The drama of the story is strong, anchored by Kirk Douglas and a sharp script. To be honest, not every performer lived up to the material, but it's always easier to forgive that in a movie over fifty years old (it was a different era, etc., etc.) and anyway it's not nearly enough to drag down this film. Plus, the film is deceptively short! Maybe I'm just used to grander pieces by Kubrick, but I expected more from the first trial... and when I didn't get it I naturally assumed the greater story would be the second trial, of the general whose glory-seeking traitorous orders set the story in motion. But no, once Colonel Dax tells off the Major General the story has a quick and beautifully abstract (that is, tangential to the direct plot but resonating on a deeper level to what we've seen and what we know) closing scene, and it's done. In and out in under 90 minutes.
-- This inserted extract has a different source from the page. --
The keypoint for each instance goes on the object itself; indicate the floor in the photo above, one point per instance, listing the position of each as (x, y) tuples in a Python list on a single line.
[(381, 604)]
But there's something great about that. Because really, by that point it's said all it has to say. It didn't really wrap up all its threads in a cathartic-resolution way, but each story got enough that I'm not left wondering what next. It didn't overstay its welcome because the message is a little more poetic if it's left unspelled-out, the occasional loose end or raw nerve only making the sting a bit sharper.
And as a side note, just before watching this I'd asked a friend if he could think of any repeat performer in a Kubrick film besides Kirk Douglas. There must be other examples as well, but right here in Paths of Glory, as the outspoken, too-smart-to-be-a-soldier Private Arnaud, is Joe ("Joseph") Turkel, a.k.a. Lloyd the bartender from The Shining, also familiar to film nerds (like me) as Eldon Tyrell, the proto-Jobs/Gates-hybrid CEO/Father/God from Blade Runner -- so young!